King was born in Dromara, County Down, Ireland, the son of Henry King (died 1840), a farmer, and his wife Martha Jane, née Henry.

King was educated at the Royal Belfast Academical Institution. He sailed for Australia in 1838. In Sydney, he was impressed with reports of the Port Phillip District. He returned to Ireland, married Elizabeth Johnston, of Annandale, Scotland, and again sailed for Australia with his parents and family. In January 1841, King arrived aboard the Salsette in Melbourne, where he became an auctioneer and commission agent in Elizabeth Street. Later he briefly served as a government auctioneer.

King was Town Clerk of Melbourne from the establishment of the municipality in 1842 until 1861, when he was sent to England as the agent of the Victorian branch of the Anti-Transportation Association.
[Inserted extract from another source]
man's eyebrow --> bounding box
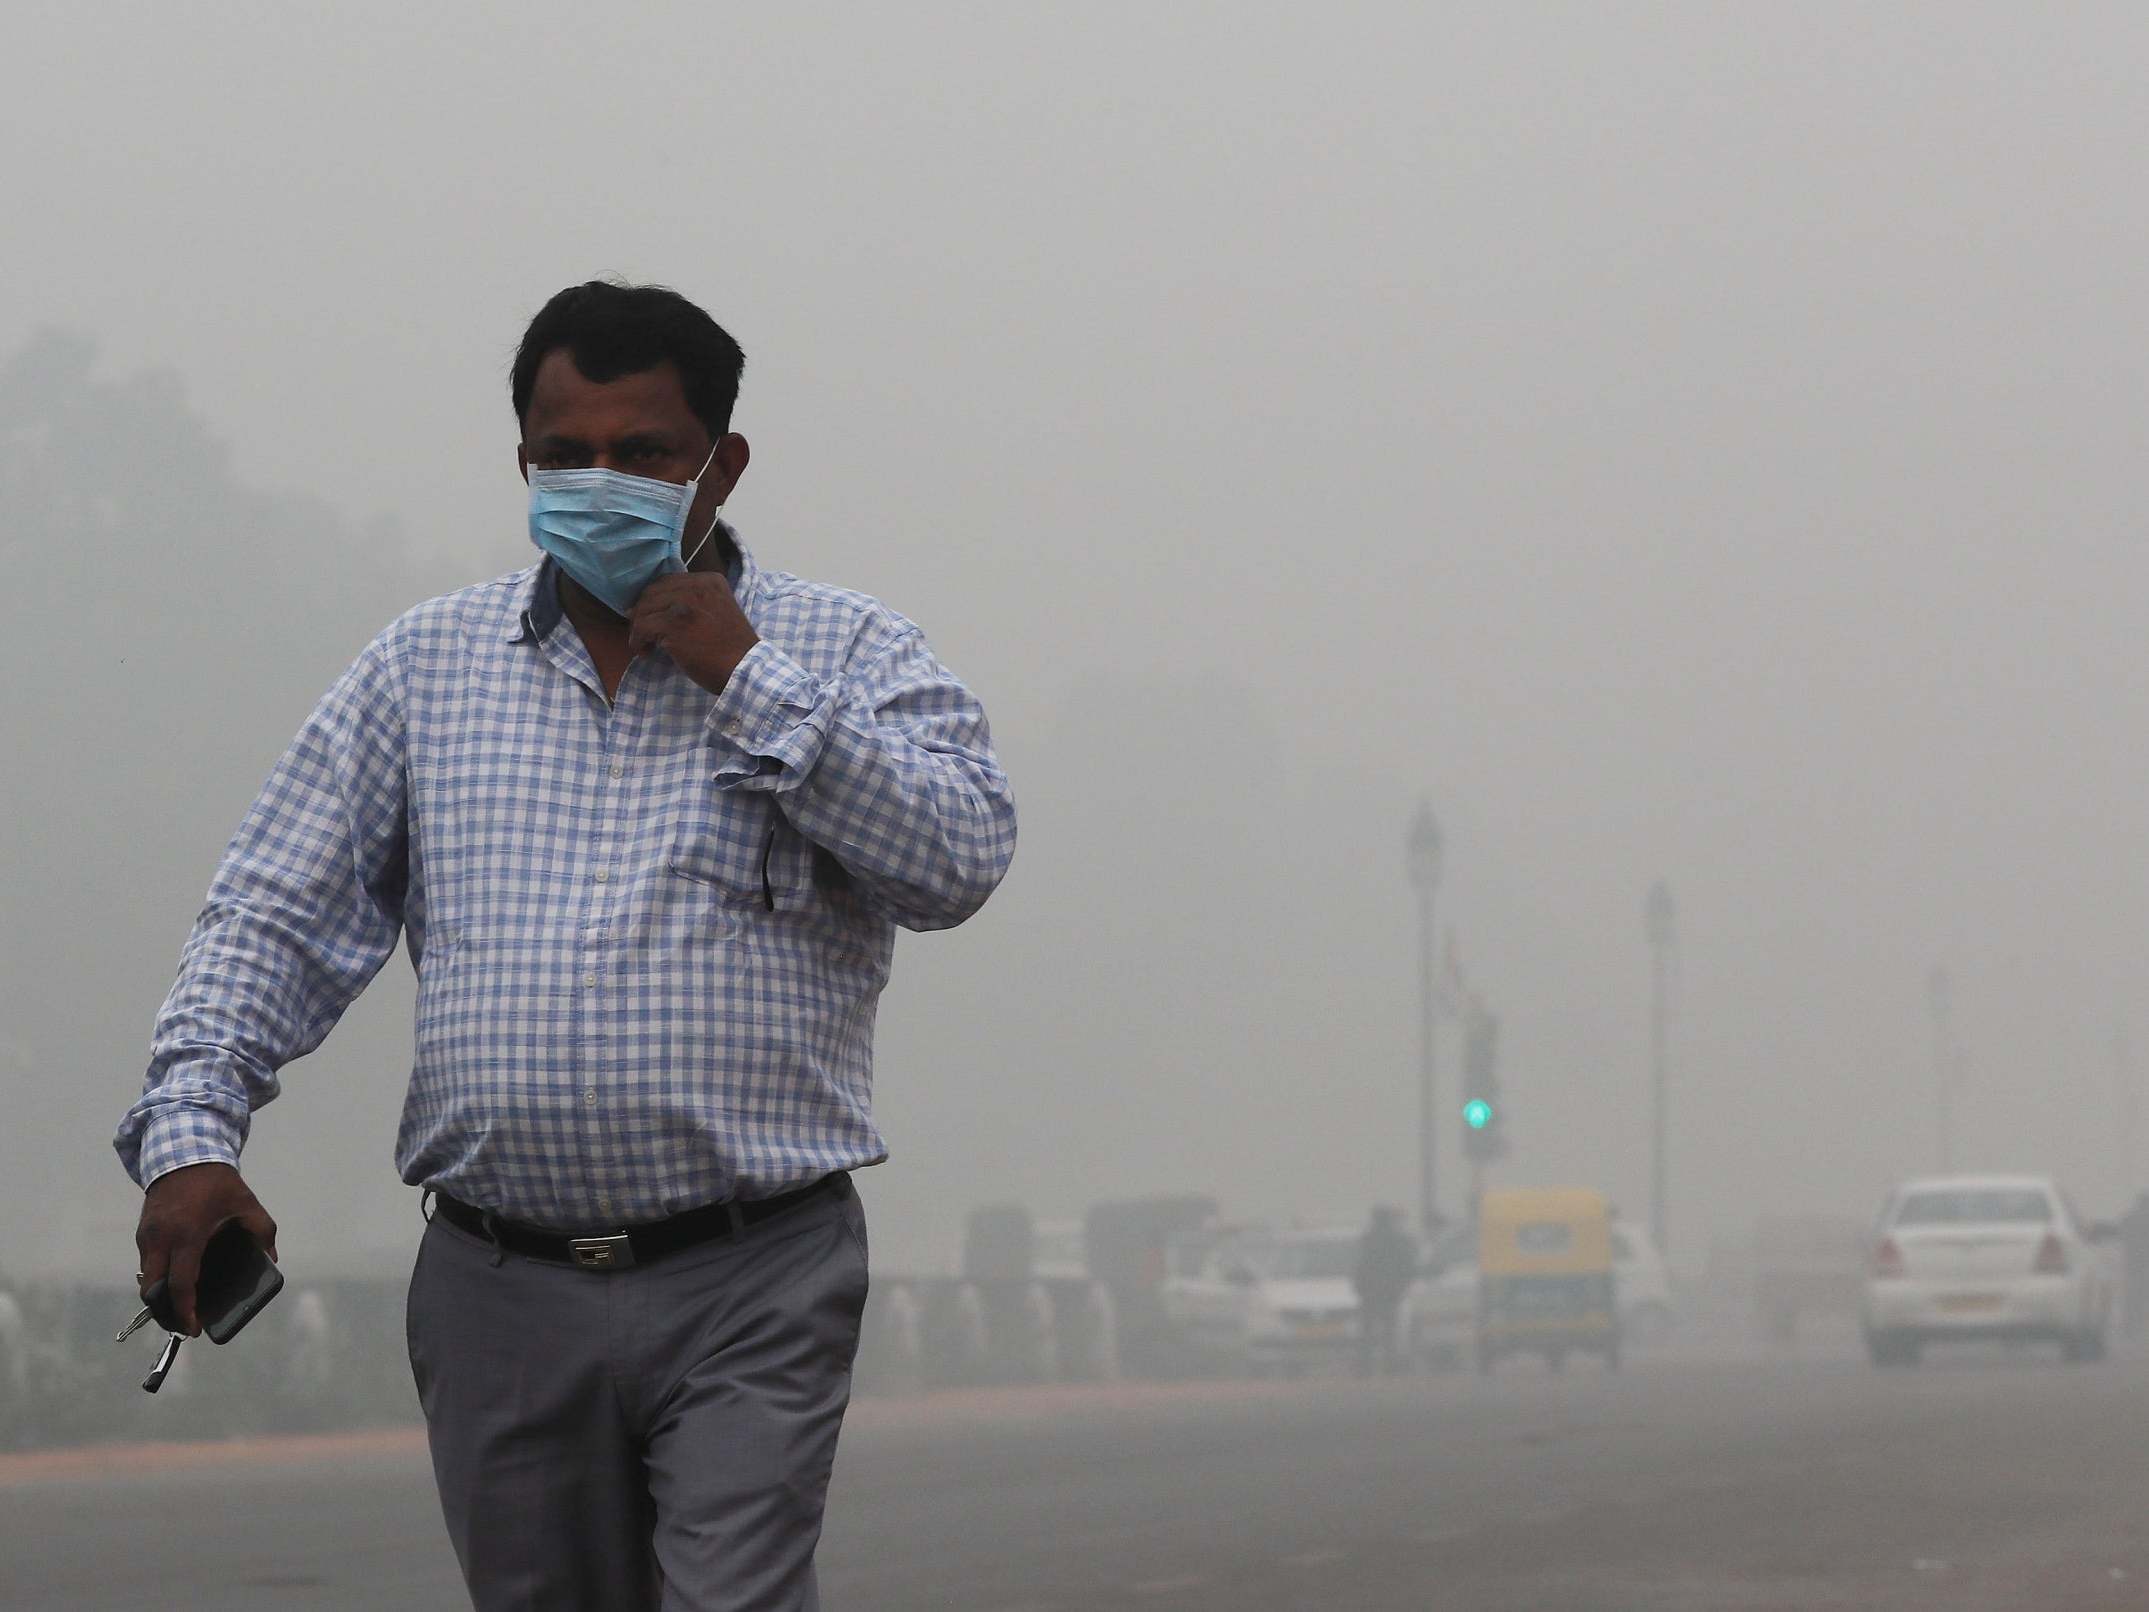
[526,432,586,451]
He sailed on April 3, and rendered good service in thwarting Earl Grey's policy as regarded the despatch of convicts to Tasmania and Moreton Bay in 1862. On his return to Melbourne he entered the Victorian Legislative Assembly for Evelyn, and joined the William Nicholson Ministry in October 1859. He served as the Vice-President of the Board of Land and Works and Commissioner of Public Works from 27 October 1859 to 25 November 1859.

King died at sea on 26 January 1870 while returning from a health visit to Tasmania; his death was due to chronic bronchitis and a liver complaint. King was buried in the Presbyterian section of the Old Melbourne Cemetery in Queen Street, survived by his wife, two sons and three daughters.